Despite lacking big factories or high-tech businesses -- and often floundering with the fickle timber and mining industries -- the Idaho Panhandle remade itself as a tourist destination and boomed in the past two decades. Population and incomes soared, thanks to an explosion of golf courses, ski areas, marinas and upscale developments.

Backwater communities such as Sandpoint and Coeur d'Alene suddenly became chic locations for retirees and wealthy urbanites looking for a getaway.

Construction jobs in Bonner County, which includes Sandpoint, doubled from 712 in 1997 to 1,422 by 2007. Just south in Kootenai County, construction jobs rose from 3,085 in 1997 to 5,903 last year. That drove the unemployment rate in Bonner County from 9.5 percent in 1996 to 3.4 percent last year. In Kootenai County it fell from 8 percent in 1996 to 2.9 percent last year.

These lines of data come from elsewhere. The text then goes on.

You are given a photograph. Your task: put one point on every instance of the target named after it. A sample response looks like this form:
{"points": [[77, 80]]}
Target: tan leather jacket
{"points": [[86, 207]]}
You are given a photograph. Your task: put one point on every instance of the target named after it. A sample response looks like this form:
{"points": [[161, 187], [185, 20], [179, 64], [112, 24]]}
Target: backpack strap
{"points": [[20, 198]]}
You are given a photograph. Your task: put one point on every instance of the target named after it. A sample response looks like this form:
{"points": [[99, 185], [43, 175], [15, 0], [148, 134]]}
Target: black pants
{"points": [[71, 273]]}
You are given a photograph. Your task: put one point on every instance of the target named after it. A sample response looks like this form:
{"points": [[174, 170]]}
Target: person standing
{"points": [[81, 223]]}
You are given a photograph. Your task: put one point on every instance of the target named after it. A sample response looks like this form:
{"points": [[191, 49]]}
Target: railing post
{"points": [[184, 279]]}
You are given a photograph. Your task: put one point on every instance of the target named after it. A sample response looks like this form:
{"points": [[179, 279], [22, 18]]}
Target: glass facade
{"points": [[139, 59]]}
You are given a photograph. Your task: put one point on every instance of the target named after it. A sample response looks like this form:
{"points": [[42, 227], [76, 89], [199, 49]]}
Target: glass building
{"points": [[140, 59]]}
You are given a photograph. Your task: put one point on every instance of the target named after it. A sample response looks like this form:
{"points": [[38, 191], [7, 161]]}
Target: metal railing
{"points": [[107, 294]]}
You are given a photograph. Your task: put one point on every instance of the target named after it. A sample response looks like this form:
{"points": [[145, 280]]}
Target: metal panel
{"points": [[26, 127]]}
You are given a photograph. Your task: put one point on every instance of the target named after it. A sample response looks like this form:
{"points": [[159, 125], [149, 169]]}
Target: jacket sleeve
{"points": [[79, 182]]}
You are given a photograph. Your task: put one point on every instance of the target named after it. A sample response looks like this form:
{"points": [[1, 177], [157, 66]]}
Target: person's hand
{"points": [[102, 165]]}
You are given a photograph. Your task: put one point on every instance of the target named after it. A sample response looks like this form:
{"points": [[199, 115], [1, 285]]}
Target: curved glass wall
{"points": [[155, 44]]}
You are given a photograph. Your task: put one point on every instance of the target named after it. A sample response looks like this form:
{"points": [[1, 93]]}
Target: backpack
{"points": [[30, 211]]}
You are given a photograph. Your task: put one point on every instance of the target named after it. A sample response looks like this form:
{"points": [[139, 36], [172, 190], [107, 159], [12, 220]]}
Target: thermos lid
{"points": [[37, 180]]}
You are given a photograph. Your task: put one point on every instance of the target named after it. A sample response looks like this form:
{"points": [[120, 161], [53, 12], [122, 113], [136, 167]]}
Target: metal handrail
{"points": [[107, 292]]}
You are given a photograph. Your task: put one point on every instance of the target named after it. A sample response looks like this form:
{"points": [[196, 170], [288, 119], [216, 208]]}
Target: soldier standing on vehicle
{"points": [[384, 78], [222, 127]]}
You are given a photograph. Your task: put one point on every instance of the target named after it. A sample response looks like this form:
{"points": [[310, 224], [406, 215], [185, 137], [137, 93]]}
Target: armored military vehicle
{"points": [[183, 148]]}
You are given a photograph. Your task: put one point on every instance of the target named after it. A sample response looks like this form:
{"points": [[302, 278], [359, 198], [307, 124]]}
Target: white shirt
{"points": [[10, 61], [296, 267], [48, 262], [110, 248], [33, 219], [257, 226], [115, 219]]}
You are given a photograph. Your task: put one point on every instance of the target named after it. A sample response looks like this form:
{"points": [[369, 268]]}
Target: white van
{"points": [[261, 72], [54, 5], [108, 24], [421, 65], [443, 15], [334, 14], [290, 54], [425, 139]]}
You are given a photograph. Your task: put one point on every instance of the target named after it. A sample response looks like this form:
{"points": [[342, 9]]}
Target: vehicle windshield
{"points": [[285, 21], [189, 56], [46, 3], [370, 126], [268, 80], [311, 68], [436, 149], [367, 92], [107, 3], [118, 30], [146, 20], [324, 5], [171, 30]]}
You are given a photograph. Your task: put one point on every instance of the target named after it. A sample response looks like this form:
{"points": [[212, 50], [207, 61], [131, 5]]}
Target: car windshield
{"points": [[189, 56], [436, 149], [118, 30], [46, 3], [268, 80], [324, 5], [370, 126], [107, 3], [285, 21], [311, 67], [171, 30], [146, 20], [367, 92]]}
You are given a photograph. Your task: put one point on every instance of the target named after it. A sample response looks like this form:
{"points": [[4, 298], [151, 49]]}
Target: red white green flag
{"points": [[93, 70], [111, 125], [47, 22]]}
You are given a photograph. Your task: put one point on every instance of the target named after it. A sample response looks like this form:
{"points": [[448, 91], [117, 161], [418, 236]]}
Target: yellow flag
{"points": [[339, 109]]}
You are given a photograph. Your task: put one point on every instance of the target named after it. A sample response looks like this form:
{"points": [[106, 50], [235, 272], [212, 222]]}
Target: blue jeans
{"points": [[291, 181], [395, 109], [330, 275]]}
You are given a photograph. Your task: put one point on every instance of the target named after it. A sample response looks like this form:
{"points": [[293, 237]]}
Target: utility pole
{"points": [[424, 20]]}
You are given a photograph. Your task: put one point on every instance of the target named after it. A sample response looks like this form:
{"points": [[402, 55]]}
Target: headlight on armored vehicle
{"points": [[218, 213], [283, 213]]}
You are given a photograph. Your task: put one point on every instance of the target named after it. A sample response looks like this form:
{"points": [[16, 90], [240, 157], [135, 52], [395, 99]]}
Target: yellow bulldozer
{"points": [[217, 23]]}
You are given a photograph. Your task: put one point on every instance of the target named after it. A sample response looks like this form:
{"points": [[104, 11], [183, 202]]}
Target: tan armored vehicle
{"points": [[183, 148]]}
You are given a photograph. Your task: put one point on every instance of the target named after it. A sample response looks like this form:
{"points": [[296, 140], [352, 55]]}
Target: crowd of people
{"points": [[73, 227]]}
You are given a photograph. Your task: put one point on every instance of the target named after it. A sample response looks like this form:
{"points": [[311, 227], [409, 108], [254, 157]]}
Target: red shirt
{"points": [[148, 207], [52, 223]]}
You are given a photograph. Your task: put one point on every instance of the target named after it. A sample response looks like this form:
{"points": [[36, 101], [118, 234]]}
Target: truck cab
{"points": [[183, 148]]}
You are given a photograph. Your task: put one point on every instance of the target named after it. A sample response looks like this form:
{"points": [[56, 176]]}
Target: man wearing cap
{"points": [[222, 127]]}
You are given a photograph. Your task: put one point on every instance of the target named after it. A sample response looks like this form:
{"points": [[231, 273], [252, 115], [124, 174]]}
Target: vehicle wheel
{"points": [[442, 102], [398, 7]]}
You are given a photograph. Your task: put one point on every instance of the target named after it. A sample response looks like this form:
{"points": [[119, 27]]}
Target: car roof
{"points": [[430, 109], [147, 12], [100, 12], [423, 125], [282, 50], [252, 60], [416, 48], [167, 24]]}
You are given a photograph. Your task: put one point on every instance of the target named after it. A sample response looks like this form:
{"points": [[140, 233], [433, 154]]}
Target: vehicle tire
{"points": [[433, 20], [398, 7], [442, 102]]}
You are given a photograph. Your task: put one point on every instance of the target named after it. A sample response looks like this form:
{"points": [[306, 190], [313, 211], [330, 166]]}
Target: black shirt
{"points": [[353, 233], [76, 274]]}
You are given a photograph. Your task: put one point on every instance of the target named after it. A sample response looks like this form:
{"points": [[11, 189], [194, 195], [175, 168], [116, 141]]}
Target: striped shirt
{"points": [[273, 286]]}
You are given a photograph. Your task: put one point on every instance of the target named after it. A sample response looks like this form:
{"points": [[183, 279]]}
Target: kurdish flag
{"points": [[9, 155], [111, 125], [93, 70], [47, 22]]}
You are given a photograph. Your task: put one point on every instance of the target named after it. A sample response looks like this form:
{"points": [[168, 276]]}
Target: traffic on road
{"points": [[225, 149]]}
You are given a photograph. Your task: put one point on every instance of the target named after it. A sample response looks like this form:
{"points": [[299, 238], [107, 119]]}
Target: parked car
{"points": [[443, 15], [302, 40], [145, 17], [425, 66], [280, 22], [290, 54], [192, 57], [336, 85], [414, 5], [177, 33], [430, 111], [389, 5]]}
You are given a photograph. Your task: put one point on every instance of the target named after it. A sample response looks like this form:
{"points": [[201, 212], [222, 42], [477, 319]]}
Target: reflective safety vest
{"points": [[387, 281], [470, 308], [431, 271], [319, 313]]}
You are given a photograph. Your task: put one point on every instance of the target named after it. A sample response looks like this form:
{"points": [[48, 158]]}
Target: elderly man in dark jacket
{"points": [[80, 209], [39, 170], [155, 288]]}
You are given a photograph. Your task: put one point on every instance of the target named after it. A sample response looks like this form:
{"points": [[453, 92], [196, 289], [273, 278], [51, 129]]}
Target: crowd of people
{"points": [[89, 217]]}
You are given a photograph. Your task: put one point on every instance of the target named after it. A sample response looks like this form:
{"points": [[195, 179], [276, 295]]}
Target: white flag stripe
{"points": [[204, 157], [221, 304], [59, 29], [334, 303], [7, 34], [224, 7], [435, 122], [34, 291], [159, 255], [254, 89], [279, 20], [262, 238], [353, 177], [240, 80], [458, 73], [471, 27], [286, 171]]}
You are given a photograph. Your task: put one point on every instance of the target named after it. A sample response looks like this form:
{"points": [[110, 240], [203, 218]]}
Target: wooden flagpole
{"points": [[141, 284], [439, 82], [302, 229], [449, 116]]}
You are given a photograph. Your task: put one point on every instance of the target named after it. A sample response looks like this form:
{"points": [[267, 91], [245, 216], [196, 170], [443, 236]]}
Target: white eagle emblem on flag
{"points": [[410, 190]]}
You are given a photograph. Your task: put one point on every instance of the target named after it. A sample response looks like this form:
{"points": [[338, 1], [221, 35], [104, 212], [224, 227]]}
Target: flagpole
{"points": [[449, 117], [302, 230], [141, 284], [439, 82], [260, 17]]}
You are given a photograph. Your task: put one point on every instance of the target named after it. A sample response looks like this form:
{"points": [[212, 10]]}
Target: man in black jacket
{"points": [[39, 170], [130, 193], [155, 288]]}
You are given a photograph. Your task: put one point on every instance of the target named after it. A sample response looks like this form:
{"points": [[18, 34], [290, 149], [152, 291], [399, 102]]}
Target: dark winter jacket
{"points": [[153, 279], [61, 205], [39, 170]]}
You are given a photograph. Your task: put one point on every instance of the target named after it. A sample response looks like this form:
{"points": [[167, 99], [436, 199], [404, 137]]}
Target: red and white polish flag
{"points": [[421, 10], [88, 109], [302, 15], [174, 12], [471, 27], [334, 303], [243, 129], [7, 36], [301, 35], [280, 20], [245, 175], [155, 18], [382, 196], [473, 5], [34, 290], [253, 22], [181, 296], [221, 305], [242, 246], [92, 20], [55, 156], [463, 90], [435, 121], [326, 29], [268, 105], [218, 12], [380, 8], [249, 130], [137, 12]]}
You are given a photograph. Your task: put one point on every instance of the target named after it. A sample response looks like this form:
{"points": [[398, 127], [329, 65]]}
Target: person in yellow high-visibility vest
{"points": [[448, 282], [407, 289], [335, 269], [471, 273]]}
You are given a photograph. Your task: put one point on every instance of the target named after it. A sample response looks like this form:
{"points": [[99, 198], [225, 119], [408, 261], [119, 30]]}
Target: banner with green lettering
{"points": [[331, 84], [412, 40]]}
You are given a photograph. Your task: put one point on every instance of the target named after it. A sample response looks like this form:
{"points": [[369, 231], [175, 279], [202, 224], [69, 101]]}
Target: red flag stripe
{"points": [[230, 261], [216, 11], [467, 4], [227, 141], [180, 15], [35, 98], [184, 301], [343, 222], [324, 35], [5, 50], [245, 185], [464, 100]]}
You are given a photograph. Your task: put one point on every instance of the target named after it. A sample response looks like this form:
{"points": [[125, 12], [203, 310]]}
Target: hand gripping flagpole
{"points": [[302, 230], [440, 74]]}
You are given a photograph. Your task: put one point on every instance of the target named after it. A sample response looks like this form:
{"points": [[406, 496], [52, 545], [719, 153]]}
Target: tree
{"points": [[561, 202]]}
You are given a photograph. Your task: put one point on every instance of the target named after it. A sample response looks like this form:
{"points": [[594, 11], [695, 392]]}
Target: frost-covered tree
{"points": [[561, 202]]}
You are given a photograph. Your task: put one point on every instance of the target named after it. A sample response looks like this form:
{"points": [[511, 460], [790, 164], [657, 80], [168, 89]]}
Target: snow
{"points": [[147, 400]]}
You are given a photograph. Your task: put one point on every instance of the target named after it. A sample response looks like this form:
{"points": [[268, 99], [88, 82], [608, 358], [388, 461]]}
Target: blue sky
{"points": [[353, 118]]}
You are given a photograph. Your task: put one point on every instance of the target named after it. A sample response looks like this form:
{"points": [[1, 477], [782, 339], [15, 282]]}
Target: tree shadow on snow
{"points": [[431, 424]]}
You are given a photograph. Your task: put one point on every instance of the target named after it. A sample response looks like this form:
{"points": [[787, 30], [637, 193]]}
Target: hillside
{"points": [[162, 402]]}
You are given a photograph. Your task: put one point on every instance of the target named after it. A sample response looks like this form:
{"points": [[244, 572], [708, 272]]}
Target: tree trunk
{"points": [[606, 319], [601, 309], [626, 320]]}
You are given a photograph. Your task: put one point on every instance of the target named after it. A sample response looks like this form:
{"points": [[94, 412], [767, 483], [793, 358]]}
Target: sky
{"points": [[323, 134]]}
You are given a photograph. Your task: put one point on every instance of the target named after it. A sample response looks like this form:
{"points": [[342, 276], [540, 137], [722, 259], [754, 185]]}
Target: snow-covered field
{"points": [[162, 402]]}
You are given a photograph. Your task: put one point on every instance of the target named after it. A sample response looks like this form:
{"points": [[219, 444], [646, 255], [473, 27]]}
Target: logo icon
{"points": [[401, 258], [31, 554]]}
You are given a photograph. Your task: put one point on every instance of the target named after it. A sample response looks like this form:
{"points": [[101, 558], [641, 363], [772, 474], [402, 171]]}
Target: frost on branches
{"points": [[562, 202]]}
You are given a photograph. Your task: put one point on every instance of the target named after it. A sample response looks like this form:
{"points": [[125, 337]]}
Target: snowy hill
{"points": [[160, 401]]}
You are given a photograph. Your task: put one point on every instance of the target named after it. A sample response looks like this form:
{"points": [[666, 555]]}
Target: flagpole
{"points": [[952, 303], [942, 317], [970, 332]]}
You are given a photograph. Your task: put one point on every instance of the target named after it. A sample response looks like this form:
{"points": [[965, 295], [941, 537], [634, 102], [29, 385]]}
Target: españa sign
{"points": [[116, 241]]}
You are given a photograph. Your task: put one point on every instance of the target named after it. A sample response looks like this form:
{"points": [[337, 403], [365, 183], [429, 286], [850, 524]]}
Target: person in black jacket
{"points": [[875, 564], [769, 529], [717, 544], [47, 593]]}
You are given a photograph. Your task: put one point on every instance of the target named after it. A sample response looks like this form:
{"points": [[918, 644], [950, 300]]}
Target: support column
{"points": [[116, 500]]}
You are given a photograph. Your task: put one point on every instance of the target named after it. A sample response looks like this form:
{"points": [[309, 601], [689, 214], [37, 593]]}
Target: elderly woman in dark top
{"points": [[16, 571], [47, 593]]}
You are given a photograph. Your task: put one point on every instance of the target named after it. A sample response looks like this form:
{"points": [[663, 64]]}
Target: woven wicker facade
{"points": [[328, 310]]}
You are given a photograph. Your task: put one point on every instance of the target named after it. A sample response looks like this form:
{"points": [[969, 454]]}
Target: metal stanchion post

The boom is over. Unemployment rates have more than doubled in the past year. The big culprit is the drop in the housing market.

Kathryn Tacke, an analyst for the state Department of Labor, said the housing slowdown also hurts building material suppliers, banks, title insurance and landscaping companies. About 200 real estate agents have recently left the business in the Coeur d'Alene area alone, she said.

In the Sun Valley area, the 421-unit Sweetwater Community has been suspended after 49 town homes were built and none was sold.

The news is not all bad in northern Idaho. In its latest issue, Robb Report's Vacation Homes magazine said Aspen, Colo., and Coeur D'Alene, were two of the top five places in the United States to buy a second home, citing strong prices and steady economies. The other selections were Las Vegas, Miami, and Maui, the magazine said.

Also, sales of luxury homes chugged along for much of 2008, before falling off sharply in the past couple of months.

Much of the construction vitality in northern Idaho was driven by huge developments like The Idaho Club near Sandpoint, Gozzer Ranch and the Club at Black Rock around Lake Coeur d'Alene, and the Silver Mountain development near Kellogg. They were building posh second and third homes for buyers who were generally thought to be immune to normal blips in the economy.

Sullivan Homes Idaho focused on building homes within The Idaho Club, a community of million-dollar houses and condos along an 18-hole course designed by Nicklaus.

But the company, which built a home for "Extreme Makeover Home Edition" in 2005, went a full year without selling a home and announced in September that it was liquidating.

The Idaho Club, which is a separate entity, remains in business. Developers have sold 135 of the approximately 450 homes and condos planned for the site. But co-owner Chuck Reeves expects sales to slow down now.

"There is no question that the urgency in the marketplace is less," he said.

Meldman of Gozzer Ranch, which has sold more than two-thirds of its 385 units, said they sold about $50 million worth of properties this year. But that was down from $80 million the year before.

It's hard to know how hard the financial meltdown will hurt future sales, because the arrival of winter would have slowed sales anyway, he said.

Sales at Black Rock, a golf and lakeside development south of Coeur d'Alene, are down 40 percent from last year, developer Marshall Chesrown said.

In some ways, the drop in stock prices is good for developers, because it drives investors into looking for harder assets like homes, Meldman said.

"You are investing in family and able to enjoy it and use it and have a hard asset," Meldman said. "As long as you don't have to sell the house, you are not going to lose value and it is not going to disappear on you."